Alguna vez, Luis le dijo a su hijo mayor que nunca había visto a una mujer más hermosa que su mamá, y que, aun ahora en el que ella está con artritis y la postra, de vez en cuando a una silla de ruedas, la ama y la quiere como siempre. Su hijo, lleno de una increíble estupidez, solo pudo sonreír.

Y pasaron los años.

Hoy, viernes 26 de octubre del 2008, la Familia Iparraguirre Quiñones, ha terminado la etapa más dolorosa de su relación. Y siguen juntos. Como siempre lo han estado. Mi madre, menos altanera que en su niñez y mi padre, más limpio que antes, siguen juntos. Y me da mucho gusto. Hoy, luego de ocho meses llenos de trances traumáticos y dolorosos, Luis y Élida vuelven a estar juntos. Mi hermano Jean Pierre y yo, sus hijos, estamos felices por eso. Hoy, viernes 26 de octubre, mi vida vuelve a su curso normal.

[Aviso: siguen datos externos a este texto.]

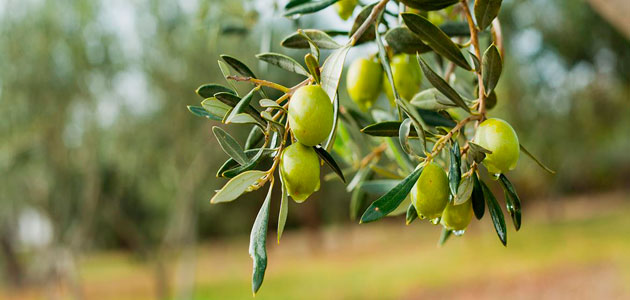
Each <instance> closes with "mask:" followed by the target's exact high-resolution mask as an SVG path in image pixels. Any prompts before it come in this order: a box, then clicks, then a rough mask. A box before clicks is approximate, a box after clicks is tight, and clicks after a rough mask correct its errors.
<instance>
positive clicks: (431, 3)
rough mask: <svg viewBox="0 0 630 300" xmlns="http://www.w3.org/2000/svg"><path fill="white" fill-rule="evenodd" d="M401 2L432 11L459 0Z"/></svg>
mask: <svg viewBox="0 0 630 300" xmlns="http://www.w3.org/2000/svg"><path fill="white" fill-rule="evenodd" d="M400 2H402V3H404V4H405V5H407V6H409V7H411V8H415V9H420V10H426V11H432V10H440V9H442V8H446V7H449V6H451V5H453V4H455V3H457V2H459V0H401V1H400Z"/></svg>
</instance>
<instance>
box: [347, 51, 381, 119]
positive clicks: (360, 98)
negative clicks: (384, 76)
mask: <svg viewBox="0 0 630 300" xmlns="http://www.w3.org/2000/svg"><path fill="white" fill-rule="evenodd" d="M382 77H383V68H382V67H381V64H380V63H378V62H377V61H375V60H373V59H368V58H359V59H357V60H355V61H354V62H353V63H352V64H351V65H350V68H349V69H348V74H346V88H347V89H348V94H349V95H350V98H351V99H352V101H354V102H355V103H356V104H357V105H358V106H359V108H361V109H362V110H367V109H369V108H370V107H372V104H374V101H376V99H377V98H378V94H379V93H380V92H381V78H382Z"/></svg>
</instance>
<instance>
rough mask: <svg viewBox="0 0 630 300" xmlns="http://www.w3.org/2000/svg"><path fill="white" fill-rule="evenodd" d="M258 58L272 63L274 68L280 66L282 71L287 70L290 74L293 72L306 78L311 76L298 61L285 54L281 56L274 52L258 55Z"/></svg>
mask: <svg viewBox="0 0 630 300" xmlns="http://www.w3.org/2000/svg"><path fill="white" fill-rule="evenodd" d="M256 58H258V59H260V60H262V61H264V62H267V63H270V64H272V65H274V66H278V67H280V68H282V69H285V70H287V71H289V72H293V73H297V74H300V75H304V76H306V77H308V76H309V73H308V71H306V69H304V67H303V66H302V65H300V63H298V62H297V61H295V60H294V59H293V58H291V57H288V56H286V55H284V54H280V53H272V52H268V53H260V54H257V55H256Z"/></svg>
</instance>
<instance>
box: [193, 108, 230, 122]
mask: <svg viewBox="0 0 630 300" xmlns="http://www.w3.org/2000/svg"><path fill="white" fill-rule="evenodd" d="M186 107H187V108H188V110H189V111H190V112H191V113H193V114H194V115H195V116H198V117H204V118H208V119H210V120H214V121H221V120H222V118H221V117H219V116H217V115H214V114H212V113H211V112H209V111H207V110H205V109H204V108H203V107H201V106H194V105H188V106H186Z"/></svg>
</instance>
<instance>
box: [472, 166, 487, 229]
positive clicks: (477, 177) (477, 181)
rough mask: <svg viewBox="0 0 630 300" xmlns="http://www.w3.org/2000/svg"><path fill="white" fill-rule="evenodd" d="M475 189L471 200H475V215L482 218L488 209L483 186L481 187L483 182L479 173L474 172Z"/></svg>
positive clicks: (473, 204)
mask: <svg viewBox="0 0 630 300" xmlns="http://www.w3.org/2000/svg"><path fill="white" fill-rule="evenodd" d="M472 178H473V191H472V195H471V200H472V202H473V212H475V217H476V218H477V220H481V218H483V214H484V211H485V210H486V204H485V200H484V196H483V188H482V187H481V183H480V182H479V178H478V177H477V173H476V172H473V176H472Z"/></svg>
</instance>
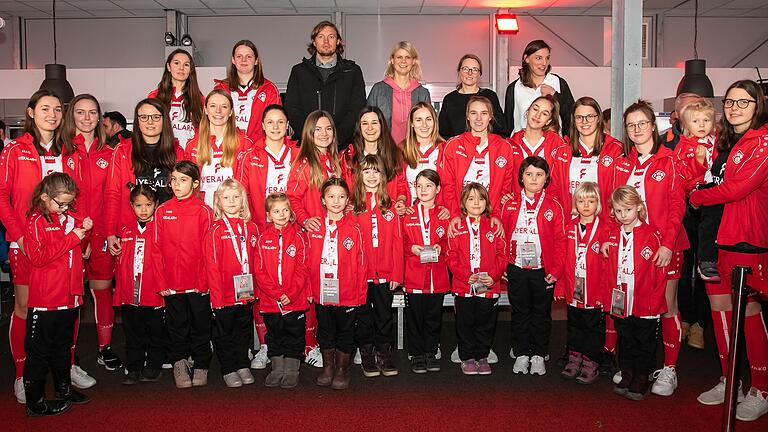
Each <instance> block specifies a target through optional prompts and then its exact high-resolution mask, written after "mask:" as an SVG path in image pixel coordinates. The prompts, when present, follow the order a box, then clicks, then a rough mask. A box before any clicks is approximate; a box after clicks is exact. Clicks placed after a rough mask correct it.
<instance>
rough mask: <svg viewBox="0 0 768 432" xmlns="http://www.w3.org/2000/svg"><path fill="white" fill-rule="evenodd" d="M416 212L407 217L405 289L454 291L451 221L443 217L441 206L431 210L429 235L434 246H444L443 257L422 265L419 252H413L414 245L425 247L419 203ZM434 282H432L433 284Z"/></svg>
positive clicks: (426, 292) (405, 263)
mask: <svg viewBox="0 0 768 432" xmlns="http://www.w3.org/2000/svg"><path fill="white" fill-rule="evenodd" d="M414 210H416V211H415V212H413V214H410V215H409V214H406V215H405V216H403V254H404V255H405V276H404V279H405V280H404V285H405V291H406V292H407V293H409V294H441V293H447V292H449V291H450V290H451V284H450V282H449V281H448V265H447V263H446V253H447V252H448V223H449V221H447V220H445V221H442V220H439V219H438V218H437V214H438V213H439V212H440V210H439V208H438V207H433V208H431V209H429V228H428V230H429V237H430V242H431V243H432V246H436V245H439V246H440V256H439V257H438V258H439V259H438V261H437V262H436V263H428V264H422V263H421V260H420V258H419V256H418V255H414V254H413V250H412V246H414V245H417V246H424V238H423V237H422V229H421V223H420V222H419V212H420V211H421V208H420V206H419V205H418V204H417V205H416V206H415V208H414ZM430 281H431V284H430Z"/></svg>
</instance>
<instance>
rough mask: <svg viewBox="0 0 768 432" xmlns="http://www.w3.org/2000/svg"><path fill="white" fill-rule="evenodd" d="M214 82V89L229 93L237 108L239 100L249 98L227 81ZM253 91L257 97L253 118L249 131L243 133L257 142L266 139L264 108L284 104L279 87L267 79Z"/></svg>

No quiero revisar lo que sucedió, ya que me da mucha pena. No quiero nada. No quiero absolutamente nada. Solo quiero verlos juntos. Como siempre han estado. Como siempre los he visto. Se sonrieron. Se abrazaron. Se besaron frente a todos. Como una pareja de niños enamorados. Como una pareja de adolescentes enamorados. Como una pareja de adultos enamorados. Como una pareja de enamorados, nada más.

Y ahora, que los veo bailar un viejo bolero en una sola loseta, recuerdo los bellos momentos de mi niñez, cuando ambos me llevaban a los juegos mecánicos y yo sonreía de felicidad. Ahora que los veo mirarse, pienso que nunca me parecieron tan lacrimógenas las letras de las canciones del trío Los Panchos. Y ahora que se besan, con el corazón machacado por todo lo sufrido, recuerdo las palabras de mi padre en el sauna, y se me escarapela el cuerpo entero, como si fuera un niño cochino de ocho años viendo a un ángel pasar por su lado: “nunca he visto a una mujer más hermosa que tu mamá”.